The Ireland 2016 Centenary Programme has met with widespread support across the political, academic and community sectors. It has engaged our communities at home and abroad in an unprecedented way and the benefits at community level and indeed nationally cannot be underestimated. The inclusive nature of the programme has enabled citizens to really examine our history and has encouraged them to consider the future of their communities. The local authorities developed their own individual programmes based on the national programme and this has encouraged active citizenship at local level and has leveraged economic benefits right across the country.
Of course, the Ireland 2016 Centenary Programme is a year-long initiative, with a huge diversity of programmes and events running throughout 2016. While a large number of the key events took place around the Easter period, the programme has continued through the remainder of 2016, with many exciting and innovative programmes and initiatives, including a large number of activities at local level. A landmark, national conference was hosted by NUIG earlier this month, entitled 1916 - 2016: The Promise and Challenge of National Sovereignty. Next month, members of the Defence Forces will be presented with specially commissioned medals in recognition of their professional service during this centenary year.

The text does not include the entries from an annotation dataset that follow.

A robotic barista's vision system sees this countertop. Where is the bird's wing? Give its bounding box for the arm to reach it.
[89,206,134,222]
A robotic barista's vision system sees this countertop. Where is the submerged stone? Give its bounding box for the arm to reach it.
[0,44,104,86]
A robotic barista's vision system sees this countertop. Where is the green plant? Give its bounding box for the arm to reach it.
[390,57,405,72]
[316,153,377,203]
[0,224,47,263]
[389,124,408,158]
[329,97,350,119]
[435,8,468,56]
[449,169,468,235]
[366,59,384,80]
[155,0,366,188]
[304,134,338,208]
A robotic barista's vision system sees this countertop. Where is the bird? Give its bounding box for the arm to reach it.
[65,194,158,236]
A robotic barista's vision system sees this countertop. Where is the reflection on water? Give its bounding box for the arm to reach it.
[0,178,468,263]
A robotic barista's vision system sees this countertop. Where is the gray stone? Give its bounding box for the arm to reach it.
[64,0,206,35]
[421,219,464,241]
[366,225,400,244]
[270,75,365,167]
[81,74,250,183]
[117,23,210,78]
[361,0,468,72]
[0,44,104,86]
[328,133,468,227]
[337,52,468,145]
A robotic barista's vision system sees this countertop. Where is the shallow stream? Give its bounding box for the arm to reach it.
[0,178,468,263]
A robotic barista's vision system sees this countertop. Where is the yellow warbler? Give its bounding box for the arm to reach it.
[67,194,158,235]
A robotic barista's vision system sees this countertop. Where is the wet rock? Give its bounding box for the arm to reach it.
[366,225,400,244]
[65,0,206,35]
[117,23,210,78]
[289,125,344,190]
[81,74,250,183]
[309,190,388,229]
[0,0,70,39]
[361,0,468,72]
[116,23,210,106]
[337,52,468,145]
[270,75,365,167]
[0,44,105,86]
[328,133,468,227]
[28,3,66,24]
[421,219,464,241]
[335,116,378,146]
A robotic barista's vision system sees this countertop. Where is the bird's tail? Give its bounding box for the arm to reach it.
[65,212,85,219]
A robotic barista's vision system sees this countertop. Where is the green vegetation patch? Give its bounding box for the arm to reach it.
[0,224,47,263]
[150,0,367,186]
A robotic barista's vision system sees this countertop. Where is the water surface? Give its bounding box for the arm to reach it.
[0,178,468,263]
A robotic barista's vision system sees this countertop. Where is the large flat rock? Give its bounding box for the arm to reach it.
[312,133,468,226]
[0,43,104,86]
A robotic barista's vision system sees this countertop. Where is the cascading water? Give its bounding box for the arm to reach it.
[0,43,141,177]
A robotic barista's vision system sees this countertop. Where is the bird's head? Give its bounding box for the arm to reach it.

I believe that it is important to continue the momentum to build on the positive legacy of the Ireland 2016 Centenary Programme. My Department has, therefore, been developing a cross-Government initiative to mainstream culture and creativity in the life of the nation and to promote individual, community and national wellbeing. This will focus on boosting cultural provision and participation in communities and harnessing the goodwill and engagement generated by the commemorative programme this year. It will also act as the main vehicle to take forward the priorities identified in Culture 2025. I have secured funding of €5 million in Budget 2017 to underpin this new initiative and I intend to announce further details in the coming weeks.